On this occasion Schubert’s (relatively short) Mass in G was followed by two seasonal works: the Fantasia on Christmas Carols by Vaughan Williams and Navidad Nuestra (Nativity Story) by the Argentinean composer Ariel Ramirez, sung in the original South American Spanish. For the first and last of these the chorus were joined by soprano Jacqueline Dias, whose warm tone and soaring upper register were heard to splendid effect, not least in the Benedictus of the Mass, which gave her a substantial solo opportunity, by Christopher Killerby, whose ringing tenor was a particular asset in the Ramirez (which he clearly enjoyed), and by the Society’s regular, and always reliable, baritone soloist Graham Cooper, who also took the solo part in the Vaughan Williams.

The excellent and detailed programme notes included complete texts and (where necessary) translations of the three works, and photographs of the composers, but regrettably did not name the organist, who accompanied the Schubert and Vaughan Williams with formidable mastery of the church’s electronic organ, or the superb young percussionist, who contributed so fascinatingly to the Ramirez, playing a box drum with her hands and tambourine with her foot.

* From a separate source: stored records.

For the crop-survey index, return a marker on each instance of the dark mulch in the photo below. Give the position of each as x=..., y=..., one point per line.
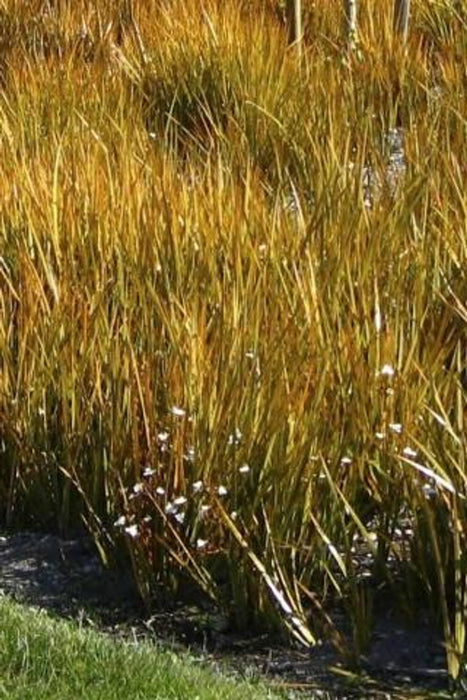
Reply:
x=67, y=578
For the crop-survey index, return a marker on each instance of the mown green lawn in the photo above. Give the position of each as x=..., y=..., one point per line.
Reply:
x=46, y=659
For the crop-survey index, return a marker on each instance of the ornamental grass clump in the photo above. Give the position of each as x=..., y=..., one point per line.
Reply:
x=232, y=293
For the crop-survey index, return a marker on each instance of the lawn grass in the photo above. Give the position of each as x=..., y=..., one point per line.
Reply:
x=42, y=658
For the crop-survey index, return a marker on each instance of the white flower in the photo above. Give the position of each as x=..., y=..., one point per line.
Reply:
x=409, y=452
x=132, y=531
x=235, y=438
x=197, y=487
x=387, y=371
x=180, y=501
x=190, y=454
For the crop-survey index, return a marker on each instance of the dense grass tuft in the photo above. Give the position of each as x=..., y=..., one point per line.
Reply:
x=233, y=302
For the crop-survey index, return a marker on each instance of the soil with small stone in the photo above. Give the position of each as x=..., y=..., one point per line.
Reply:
x=66, y=577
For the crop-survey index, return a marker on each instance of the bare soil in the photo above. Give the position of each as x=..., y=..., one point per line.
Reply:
x=67, y=578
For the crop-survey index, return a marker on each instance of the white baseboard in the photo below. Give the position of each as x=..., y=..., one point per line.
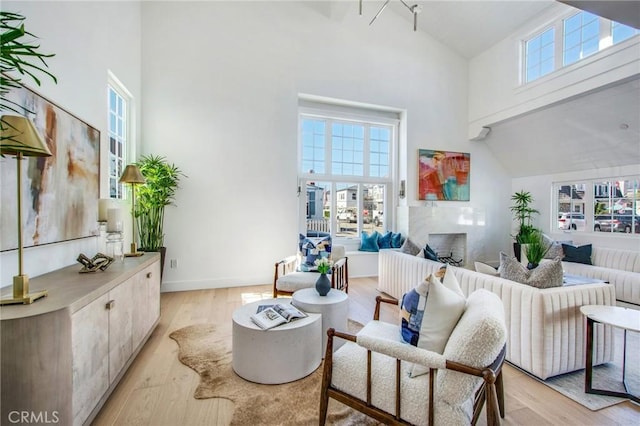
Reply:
x=211, y=284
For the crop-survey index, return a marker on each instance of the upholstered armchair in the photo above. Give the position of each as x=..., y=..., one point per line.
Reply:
x=287, y=277
x=370, y=372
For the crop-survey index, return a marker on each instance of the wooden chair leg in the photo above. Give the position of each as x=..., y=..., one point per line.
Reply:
x=326, y=378
x=500, y=392
x=492, y=405
x=275, y=280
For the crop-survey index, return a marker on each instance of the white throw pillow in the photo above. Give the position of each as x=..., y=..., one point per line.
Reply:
x=486, y=269
x=445, y=305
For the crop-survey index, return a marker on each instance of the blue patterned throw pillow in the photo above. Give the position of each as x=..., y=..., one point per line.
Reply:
x=412, y=311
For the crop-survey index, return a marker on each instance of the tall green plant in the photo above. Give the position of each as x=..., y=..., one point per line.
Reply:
x=536, y=248
x=162, y=181
x=18, y=58
x=523, y=214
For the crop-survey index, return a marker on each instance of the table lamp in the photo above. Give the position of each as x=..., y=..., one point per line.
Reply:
x=133, y=176
x=21, y=139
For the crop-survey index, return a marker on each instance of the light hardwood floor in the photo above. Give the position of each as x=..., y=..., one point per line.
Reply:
x=157, y=389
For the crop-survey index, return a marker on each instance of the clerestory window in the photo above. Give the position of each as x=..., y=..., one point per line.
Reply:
x=568, y=41
x=119, y=129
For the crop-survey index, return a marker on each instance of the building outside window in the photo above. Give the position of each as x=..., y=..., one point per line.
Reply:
x=119, y=130
x=346, y=168
x=610, y=205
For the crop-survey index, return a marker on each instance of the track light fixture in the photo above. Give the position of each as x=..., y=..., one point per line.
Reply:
x=415, y=9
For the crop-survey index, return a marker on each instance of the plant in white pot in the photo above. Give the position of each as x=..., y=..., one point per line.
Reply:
x=535, y=249
x=523, y=213
x=161, y=183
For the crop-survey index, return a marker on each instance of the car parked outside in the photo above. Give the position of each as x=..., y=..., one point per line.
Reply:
x=599, y=219
x=348, y=215
x=573, y=221
x=619, y=223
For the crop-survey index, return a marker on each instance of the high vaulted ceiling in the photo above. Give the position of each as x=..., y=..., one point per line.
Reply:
x=468, y=27
x=594, y=130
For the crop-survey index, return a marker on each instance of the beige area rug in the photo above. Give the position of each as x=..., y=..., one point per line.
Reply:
x=206, y=349
x=606, y=376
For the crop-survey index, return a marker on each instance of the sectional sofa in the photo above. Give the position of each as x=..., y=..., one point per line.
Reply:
x=618, y=267
x=546, y=331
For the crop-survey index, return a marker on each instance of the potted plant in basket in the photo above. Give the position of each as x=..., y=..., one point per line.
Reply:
x=523, y=213
x=162, y=181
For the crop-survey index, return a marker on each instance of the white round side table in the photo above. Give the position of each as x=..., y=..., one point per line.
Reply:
x=282, y=354
x=334, y=308
x=616, y=316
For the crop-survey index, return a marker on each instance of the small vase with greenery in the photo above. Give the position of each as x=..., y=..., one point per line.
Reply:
x=523, y=213
x=162, y=181
x=535, y=249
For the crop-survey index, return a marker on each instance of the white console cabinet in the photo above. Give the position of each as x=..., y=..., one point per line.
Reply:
x=64, y=354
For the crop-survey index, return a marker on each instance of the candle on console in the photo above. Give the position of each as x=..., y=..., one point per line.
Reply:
x=103, y=206
x=114, y=220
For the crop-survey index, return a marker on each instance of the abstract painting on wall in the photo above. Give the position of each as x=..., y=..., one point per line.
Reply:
x=60, y=193
x=443, y=175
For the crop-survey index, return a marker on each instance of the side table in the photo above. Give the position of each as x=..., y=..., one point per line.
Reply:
x=624, y=318
x=282, y=354
x=334, y=308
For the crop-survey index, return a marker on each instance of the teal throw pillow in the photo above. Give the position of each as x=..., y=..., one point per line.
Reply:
x=396, y=240
x=384, y=241
x=369, y=242
x=430, y=254
x=575, y=254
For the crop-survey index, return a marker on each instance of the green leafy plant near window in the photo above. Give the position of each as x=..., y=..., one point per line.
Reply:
x=536, y=248
x=158, y=192
x=523, y=213
x=18, y=58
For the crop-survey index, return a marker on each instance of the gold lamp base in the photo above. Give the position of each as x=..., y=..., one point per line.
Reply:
x=21, y=293
x=134, y=251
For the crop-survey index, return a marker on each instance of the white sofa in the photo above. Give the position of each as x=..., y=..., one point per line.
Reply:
x=545, y=329
x=618, y=267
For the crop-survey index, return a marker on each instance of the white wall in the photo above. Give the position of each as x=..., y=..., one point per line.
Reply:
x=541, y=190
x=496, y=92
x=220, y=89
x=88, y=38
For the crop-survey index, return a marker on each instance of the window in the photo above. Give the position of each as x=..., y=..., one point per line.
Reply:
x=576, y=37
x=581, y=37
x=615, y=206
x=540, y=55
x=346, y=169
x=119, y=101
x=609, y=205
x=620, y=32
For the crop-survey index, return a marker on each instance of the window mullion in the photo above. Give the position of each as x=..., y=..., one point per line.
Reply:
x=558, y=45
x=328, y=138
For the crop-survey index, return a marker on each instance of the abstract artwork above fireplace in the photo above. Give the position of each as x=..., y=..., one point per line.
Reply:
x=60, y=193
x=443, y=175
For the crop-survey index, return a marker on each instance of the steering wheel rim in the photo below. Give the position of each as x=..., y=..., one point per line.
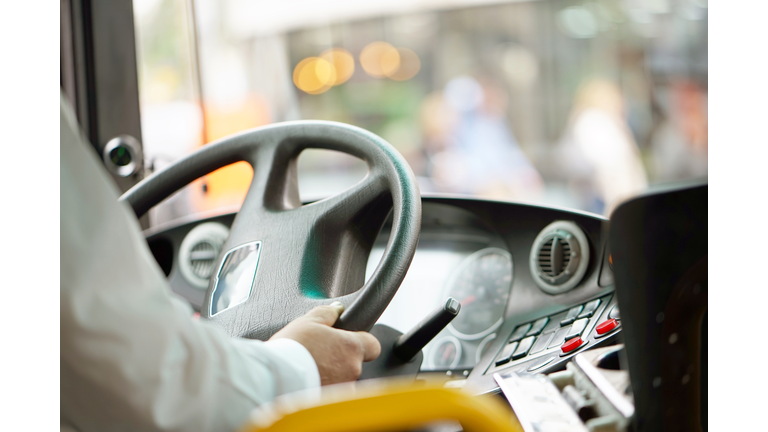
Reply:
x=310, y=254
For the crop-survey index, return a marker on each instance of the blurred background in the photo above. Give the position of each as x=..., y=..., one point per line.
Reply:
x=576, y=104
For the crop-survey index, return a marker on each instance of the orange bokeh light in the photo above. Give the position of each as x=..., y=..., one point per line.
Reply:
x=343, y=63
x=380, y=60
x=314, y=75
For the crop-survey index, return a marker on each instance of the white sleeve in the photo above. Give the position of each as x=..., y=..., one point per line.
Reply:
x=132, y=358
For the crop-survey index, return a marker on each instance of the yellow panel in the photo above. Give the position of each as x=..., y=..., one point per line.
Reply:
x=385, y=407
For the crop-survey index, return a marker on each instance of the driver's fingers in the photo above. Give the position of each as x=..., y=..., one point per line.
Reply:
x=371, y=345
x=327, y=315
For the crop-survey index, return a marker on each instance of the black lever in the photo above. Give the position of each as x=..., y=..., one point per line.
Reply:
x=409, y=344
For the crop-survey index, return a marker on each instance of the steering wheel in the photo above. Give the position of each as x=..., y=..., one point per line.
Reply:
x=283, y=258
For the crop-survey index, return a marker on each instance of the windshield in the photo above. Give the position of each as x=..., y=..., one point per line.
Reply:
x=577, y=104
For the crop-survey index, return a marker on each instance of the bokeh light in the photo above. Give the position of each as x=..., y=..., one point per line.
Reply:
x=409, y=65
x=380, y=59
x=343, y=63
x=314, y=75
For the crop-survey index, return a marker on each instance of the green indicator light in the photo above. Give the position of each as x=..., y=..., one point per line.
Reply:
x=120, y=157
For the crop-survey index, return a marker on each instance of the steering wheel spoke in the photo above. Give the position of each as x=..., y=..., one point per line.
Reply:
x=300, y=256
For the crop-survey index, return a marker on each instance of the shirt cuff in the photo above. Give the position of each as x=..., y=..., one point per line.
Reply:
x=297, y=358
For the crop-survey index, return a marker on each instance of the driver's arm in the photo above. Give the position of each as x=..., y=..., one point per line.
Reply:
x=131, y=356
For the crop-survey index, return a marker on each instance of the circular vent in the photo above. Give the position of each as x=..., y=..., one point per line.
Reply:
x=199, y=251
x=559, y=257
x=203, y=257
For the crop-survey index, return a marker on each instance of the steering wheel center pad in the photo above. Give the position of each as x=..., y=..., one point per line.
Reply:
x=310, y=254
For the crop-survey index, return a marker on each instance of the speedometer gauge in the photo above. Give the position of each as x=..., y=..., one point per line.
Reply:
x=481, y=283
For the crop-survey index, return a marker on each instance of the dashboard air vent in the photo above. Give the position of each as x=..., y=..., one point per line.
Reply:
x=199, y=252
x=559, y=257
x=203, y=257
x=555, y=256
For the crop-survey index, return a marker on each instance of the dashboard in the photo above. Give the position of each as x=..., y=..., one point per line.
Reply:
x=529, y=279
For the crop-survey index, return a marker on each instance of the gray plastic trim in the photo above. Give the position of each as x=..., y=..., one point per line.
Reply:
x=579, y=252
x=212, y=232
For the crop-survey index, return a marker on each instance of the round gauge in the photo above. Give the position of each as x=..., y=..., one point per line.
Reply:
x=483, y=347
x=446, y=354
x=481, y=284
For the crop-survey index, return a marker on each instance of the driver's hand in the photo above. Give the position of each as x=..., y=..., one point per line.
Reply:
x=339, y=354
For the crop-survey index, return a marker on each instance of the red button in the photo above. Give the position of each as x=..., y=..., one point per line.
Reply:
x=606, y=326
x=571, y=345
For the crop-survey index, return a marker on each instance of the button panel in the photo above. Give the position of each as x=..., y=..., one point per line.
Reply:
x=542, y=342
x=559, y=338
x=606, y=326
x=537, y=327
x=523, y=348
x=577, y=328
x=571, y=316
x=520, y=332
x=555, y=332
x=571, y=345
x=506, y=354
x=589, y=309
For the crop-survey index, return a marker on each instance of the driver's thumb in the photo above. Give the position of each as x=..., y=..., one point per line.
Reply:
x=327, y=314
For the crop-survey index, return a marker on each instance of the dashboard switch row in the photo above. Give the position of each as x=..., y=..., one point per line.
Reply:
x=606, y=326
x=523, y=348
x=589, y=309
x=506, y=354
x=538, y=326
x=571, y=316
x=577, y=328
x=571, y=345
x=519, y=332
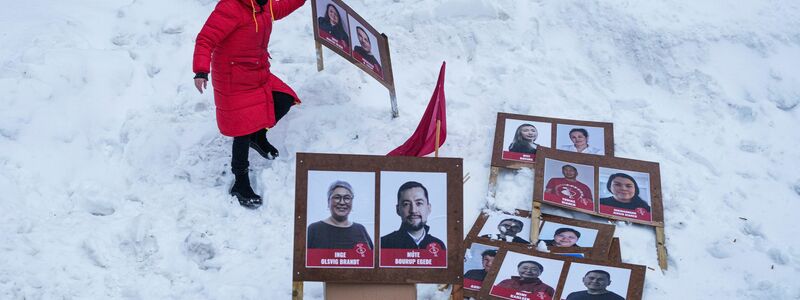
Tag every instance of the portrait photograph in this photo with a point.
(580, 139)
(569, 184)
(625, 194)
(563, 236)
(340, 219)
(527, 277)
(333, 25)
(413, 219)
(366, 47)
(521, 139)
(507, 228)
(478, 260)
(588, 282)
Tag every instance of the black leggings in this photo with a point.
(241, 144)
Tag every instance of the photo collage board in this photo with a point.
(515, 271)
(575, 168)
(518, 138)
(560, 236)
(378, 219)
(342, 30)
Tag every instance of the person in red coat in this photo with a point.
(232, 46)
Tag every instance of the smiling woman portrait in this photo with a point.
(625, 193)
(524, 139)
(337, 231)
(528, 279)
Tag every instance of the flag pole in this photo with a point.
(436, 146)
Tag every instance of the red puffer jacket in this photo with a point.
(234, 43)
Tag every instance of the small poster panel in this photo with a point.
(569, 184)
(478, 260)
(518, 138)
(520, 273)
(590, 281)
(526, 277)
(341, 219)
(414, 218)
(622, 189)
(342, 30)
(507, 228)
(378, 219)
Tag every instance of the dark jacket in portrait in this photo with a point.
(476, 274)
(584, 295)
(322, 235)
(336, 32)
(400, 239)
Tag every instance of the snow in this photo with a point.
(114, 177)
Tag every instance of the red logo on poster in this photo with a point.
(361, 249)
(433, 248)
(641, 211)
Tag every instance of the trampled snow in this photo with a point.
(114, 177)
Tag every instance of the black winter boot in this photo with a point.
(242, 190)
(259, 142)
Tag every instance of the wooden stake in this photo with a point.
(297, 290)
(661, 248)
(493, 180)
(436, 146)
(457, 293)
(536, 217)
(320, 65)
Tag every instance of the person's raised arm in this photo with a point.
(282, 8)
(220, 23)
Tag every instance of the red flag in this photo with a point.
(423, 141)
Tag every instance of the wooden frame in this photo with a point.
(527, 162)
(635, 282)
(382, 42)
(452, 167)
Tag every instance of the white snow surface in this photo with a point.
(114, 177)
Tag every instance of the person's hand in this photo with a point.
(200, 84)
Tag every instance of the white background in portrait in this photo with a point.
(543, 128)
(363, 184)
(619, 279)
(490, 227)
(375, 50)
(552, 169)
(642, 179)
(550, 275)
(588, 235)
(473, 259)
(322, 6)
(596, 136)
(435, 183)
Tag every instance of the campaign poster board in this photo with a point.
(345, 32)
(594, 241)
(558, 276)
(623, 189)
(518, 138)
(357, 216)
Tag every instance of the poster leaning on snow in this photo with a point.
(518, 273)
(377, 219)
(342, 30)
(519, 137)
(609, 187)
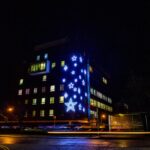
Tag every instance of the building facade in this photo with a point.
(62, 87)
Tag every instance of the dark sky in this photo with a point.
(116, 32)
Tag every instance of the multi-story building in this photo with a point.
(62, 86)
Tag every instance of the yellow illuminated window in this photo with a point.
(26, 101)
(34, 101)
(51, 112)
(42, 113)
(52, 88)
(43, 101)
(44, 78)
(61, 99)
(20, 92)
(53, 65)
(62, 63)
(52, 100)
(33, 113)
(21, 81)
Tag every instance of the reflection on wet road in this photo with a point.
(23, 142)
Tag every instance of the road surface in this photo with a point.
(45, 142)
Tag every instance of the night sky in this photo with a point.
(115, 33)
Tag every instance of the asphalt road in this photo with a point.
(36, 142)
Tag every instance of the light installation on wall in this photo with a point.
(75, 80)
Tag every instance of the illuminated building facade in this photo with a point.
(61, 88)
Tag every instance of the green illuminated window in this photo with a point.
(26, 101)
(43, 101)
(20, 92)
(34, 101)
(53, 65)
(51, 112)
(62, 63)
(61, 99)
(44, 78)
(33, 113)
(52, 100)
(21, 81)
(52, 88)
(42, 113)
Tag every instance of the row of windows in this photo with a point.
(100, 95)
(43, 100)
(42, 113)
(100, 105)
(43, 90)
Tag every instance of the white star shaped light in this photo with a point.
(74, 58)
(70, 105)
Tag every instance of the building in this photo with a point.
(60, 86)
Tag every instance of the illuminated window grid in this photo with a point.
(35, 90)
(51, 112)
(61, 99)
(53, 65)
(52, 88)
(44, 78)
(20, 92)
(43, 89)
(33, 113)
(62, 63)
(52, 100)
(43, 101)
(21, 81)
(42, 113)
(26, 101)
(34, 101)
(27, 92)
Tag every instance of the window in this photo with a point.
(104, 80)
(52, 100)
(43, 89)
(42, 113)
(43, 101)
(27, 91)
(61, 99)
(53, 65)
(44, 78)
(61, 87)
(26, 114)
(20, 92)
(35, 90)
(33, 113)
(62, 63)
(45, 56)
(52, 88)
(38, 57)
(34, 101)
(26, 101)
(51, 112)
(21, 81)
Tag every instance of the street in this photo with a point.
(45, 142)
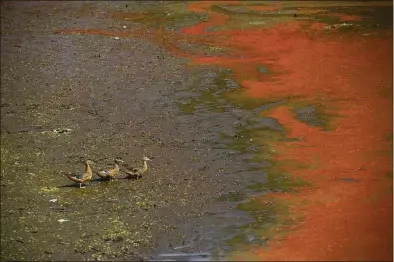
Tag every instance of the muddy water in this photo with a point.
(271, 136)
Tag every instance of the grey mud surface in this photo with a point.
(119, 97)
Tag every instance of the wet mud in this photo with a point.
(270, 126)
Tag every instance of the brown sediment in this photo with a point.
(346, 17)
(348, 212)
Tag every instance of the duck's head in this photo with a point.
(89, 162)
(145, 158)
(118, 160)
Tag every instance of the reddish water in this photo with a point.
(348, 211)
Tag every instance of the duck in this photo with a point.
(137, 172)
(82, 178)
(110, 174)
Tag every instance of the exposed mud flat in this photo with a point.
(116, 97)
(233, 141)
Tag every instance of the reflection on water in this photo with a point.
(203, 256)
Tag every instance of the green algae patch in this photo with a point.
(315, 114)
(170, 15)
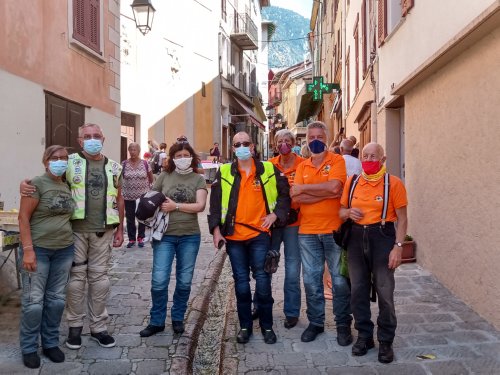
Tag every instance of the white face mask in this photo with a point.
(183, 163)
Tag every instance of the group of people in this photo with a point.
(71, 217)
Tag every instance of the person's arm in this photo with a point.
(401, 227)
(28, 206)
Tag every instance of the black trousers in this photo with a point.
(368, 259)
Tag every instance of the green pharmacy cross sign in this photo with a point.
(318, 88)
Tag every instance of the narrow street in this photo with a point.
(432, 323)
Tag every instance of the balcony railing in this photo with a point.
(244, 32)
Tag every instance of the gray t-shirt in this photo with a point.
(49, 224)
(95, 219)
(181, 189)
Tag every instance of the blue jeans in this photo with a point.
(246, 256)
(315, 249)
(291, 285)
(43, 298)
(185, 250)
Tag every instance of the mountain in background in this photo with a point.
(284, 52)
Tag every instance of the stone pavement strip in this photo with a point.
(430, 321)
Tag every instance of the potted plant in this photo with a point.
(409, 246)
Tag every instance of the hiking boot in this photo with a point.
(269, 336)
(103, 339)
(290, 322)
(362, 346)
(54, 354)
(151, 330)
(31, 360)
(385, 352)
(344, 336)
(244, 335)
(178, 326)
(74, 340)
(311, 332)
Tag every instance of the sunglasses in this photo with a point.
(239, 144)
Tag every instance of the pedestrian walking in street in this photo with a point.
(97, 221)
(317, 188)
(186, 194)
(376, 203)
(137, 179)
(248, 197)
(287, 162)
(46, 253)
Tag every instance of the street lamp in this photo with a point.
(143, 15)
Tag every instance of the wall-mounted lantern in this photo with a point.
(143, 15)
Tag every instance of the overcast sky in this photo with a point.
(303, 7)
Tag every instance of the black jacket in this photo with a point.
(282, 204)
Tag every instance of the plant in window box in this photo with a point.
(409, 247)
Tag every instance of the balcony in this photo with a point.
(244, 33)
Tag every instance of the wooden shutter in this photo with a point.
(382, 21)
(406, 5)
(87, 23)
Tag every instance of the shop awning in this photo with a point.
(251, 114)
(308, 107)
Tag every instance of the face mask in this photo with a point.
(316, 146)
(371, 167)
(58, 167)
(183, 163)
(92, 146)
(243, 153)
(284, 149)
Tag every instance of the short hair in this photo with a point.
(134, 144)
(176, 147)
(284, 133)
(88, 125)
(51, 150)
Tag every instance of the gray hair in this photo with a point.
(284, 133)
(88, 125)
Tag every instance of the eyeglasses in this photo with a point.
(87, 137)
(239, 144)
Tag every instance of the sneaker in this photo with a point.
(178, 326)
(31, 360)
(74, 340)
(311, 332)
(362, 346)
(269, 336)
(385, 352)
(344, 336)
(54, 354)
(103, 339)
(151, 330)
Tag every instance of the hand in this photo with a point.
(118, 237)
(268, 220)
(26, 189)
(355, 214)
(395, 257)
(29, 260)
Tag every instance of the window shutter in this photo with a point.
(382, 21)
(406, 5)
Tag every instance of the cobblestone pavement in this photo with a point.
(430, 321)
(128, 308)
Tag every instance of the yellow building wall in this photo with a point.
(453, 177)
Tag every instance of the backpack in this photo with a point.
(155, 163)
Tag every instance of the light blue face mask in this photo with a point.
(58, 167)
(92, 146)
(243, 153)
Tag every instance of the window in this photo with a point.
(86, 20)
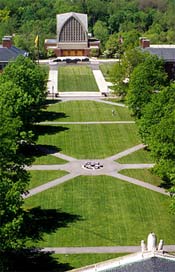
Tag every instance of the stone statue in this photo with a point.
(143, 246)
(160, 246)
(152, 242)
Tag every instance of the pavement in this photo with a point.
(75, 167)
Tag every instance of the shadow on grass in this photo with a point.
(47, 130)
(166, 184)
(36, 222)
(50, 116)
(36, 151)
(31, 260)
(52, 101)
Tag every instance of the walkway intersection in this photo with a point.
(75, 167)
(110, 168)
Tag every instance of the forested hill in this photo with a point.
(108, 19)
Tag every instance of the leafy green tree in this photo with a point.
(112, 46)
(152, 113)
(157, 131)
(14, 180)
(147, 78)
(31, 79)
(101, 32)
(121, 71)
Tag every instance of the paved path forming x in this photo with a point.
(103, 249)
(75, 166)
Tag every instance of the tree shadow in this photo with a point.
(36, 222)
(166, 184)
(52, 101)
(46, 129)
(50, 116)
(35, 151)
(32, 260)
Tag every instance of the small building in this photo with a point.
(72, 36)
(164, 51)
(151, 258)
(8, 52)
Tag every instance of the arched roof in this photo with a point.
(62, 19)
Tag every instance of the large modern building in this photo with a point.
(72, 36)
(163, 51)
(8, 52)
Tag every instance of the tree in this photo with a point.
(14, 180)
(31, 80)
(146, 78)
(156, 128)
(101, 32)
(121, 71)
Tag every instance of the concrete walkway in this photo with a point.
(76, 168)
(104, 249)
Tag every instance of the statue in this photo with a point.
(152, 242)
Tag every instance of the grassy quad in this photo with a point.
(76, 78)
(89, 141)
(105, 68)
(40, 177)
(104, 211)
(80, 260)
(107, 211)
(144, 175)
(83, 111)
(140, 156)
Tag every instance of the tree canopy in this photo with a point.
(129, 19)
(22, 87)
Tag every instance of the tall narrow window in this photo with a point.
(72, 31)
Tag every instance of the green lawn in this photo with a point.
(105, 68)
(85, 111)
(80, 260)
(143, 174)
(140, 156)
(103, 211)
(76, 78)
(40, 177)
(89, 141)
(48, 159)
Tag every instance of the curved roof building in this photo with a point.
(72, 35)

Elspeth Wilkes, the Society’s Rehearsal Accompanist, was the splendid pianist. Crispin Lewis conducted the programme with his customary expertise.

There was some appreciable choral work in the Schubert and Vaughan Williams, the sopranos gamely tackling some particularly high notes in their parts. I liked the firm entries in, for example, the opening Kyrie, the ‘Domine Deus’ and ‘Et Resurrexit’ and the well-blended soft tone at ‘Credo…in Spiritum Sanctum’ and in the Fantasia. However, the Ramirez was undoubtedly the climax of the evening, its infectious folk rhythms bringing out the very best in the chorus. The warm audience response was fully justified.